Doctoral Dissertations

Date of Award


Degree Type


Degree Name

Doctor of Education



Major Professor

Karl J. Jost

Committee Members

Clinton B. Allison, David L. Dungan, Robert Howard, W. Lee Humphreys, & Anand Malik


The purpose of this study was to investigate the differences in religious conflict and anxiety among religiously fundamentalist students enrolled in three institutions in East Tennessee. It was felt that such an inquiry would provide insight into the difficulties encountered by the religiously fundamentalist student as that person moves and functions in higher education.

The subjects were 301 freshman students. The study was accomplished in two phases. Phase one involved meeting with freshman English classes at two of the institutions and introductory Sociology classes at the other institution and asking the students to provide certain biographical information as well as mark their answers on four brief tests designed to measure socio-economic status, religious fundamentalism, anxiety, and religious conflict. Phase two of the study consisted of 30 interviews, 10 students from each of the 3 schools. Interviewees were chosen on the basis of scores earned on the tests. Statistical techniques used were correlation and analysis of variance.

The general findings of the study were as follows:

1. Twenty percent of all students reported strong religious conflict and anxiety accompanied by such difficulties as inability to sleep, eat or study; severe stomach pains; mental anguish; inability to concentrate; and daydreaming. The classroom was found to be a main source of religious conflict.

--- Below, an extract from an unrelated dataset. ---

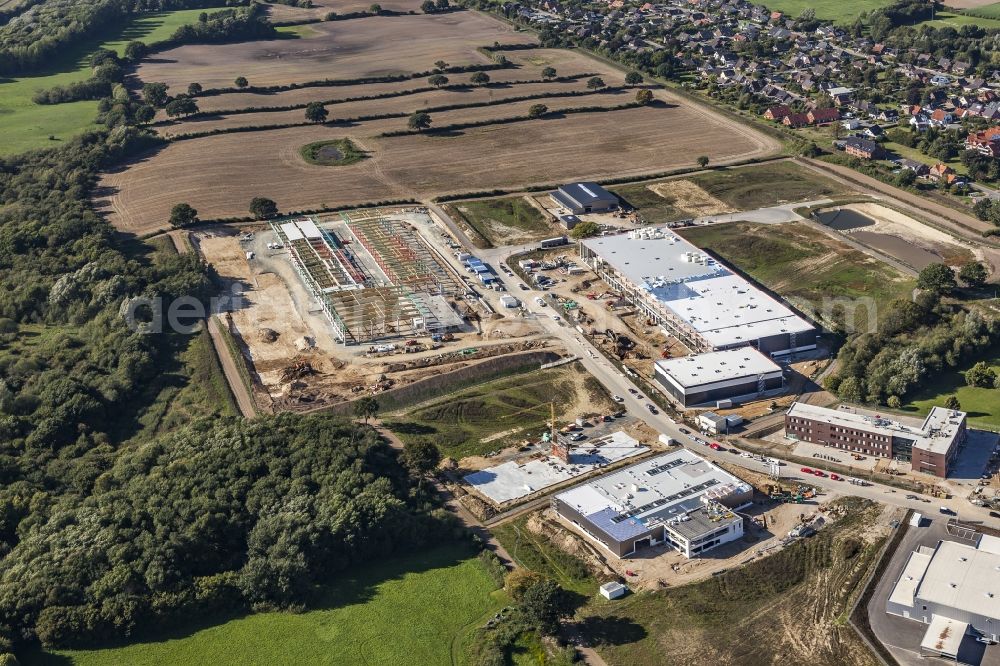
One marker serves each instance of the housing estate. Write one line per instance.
(930, 445)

2. The variables religious fundamentalism and anxiety were not correlated at either of the three institutions.

3. The variables religious fundamentalism and religious conflict were negatively correlated at each of the three institutions.

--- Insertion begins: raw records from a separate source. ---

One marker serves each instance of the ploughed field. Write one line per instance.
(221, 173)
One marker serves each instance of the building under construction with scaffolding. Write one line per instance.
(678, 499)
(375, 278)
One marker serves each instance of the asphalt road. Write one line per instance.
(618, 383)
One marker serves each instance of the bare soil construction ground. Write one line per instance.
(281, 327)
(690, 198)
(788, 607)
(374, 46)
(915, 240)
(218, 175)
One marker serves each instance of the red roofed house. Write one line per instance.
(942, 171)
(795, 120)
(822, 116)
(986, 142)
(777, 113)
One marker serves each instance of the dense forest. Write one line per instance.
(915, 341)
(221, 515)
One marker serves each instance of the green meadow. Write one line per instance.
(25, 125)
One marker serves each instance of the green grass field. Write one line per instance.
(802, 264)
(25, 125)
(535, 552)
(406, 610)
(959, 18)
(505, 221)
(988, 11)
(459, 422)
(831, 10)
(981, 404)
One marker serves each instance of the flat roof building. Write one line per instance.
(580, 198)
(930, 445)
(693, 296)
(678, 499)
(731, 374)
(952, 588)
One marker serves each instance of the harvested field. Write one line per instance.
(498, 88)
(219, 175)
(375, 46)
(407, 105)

4. Religious conflict was positively correlated with anxiety at the three institutions.

5. There were considerable differences among the three schools with respect to religious fundamentalism and religious conflict though not anxiety.

6. Religious fundamentalism, religious conflict, and anxiety were related positively or negatively to one or more of the following personal data variables depending upon whether institutional scores or total scores were used: consent to be interviewed, religious preference, denominational preference, sex, state of residence, size of community of residence, socio-economic status, attendance at church and Sunday School, or grade point average. The major variables were not related to age or approximate size of home church.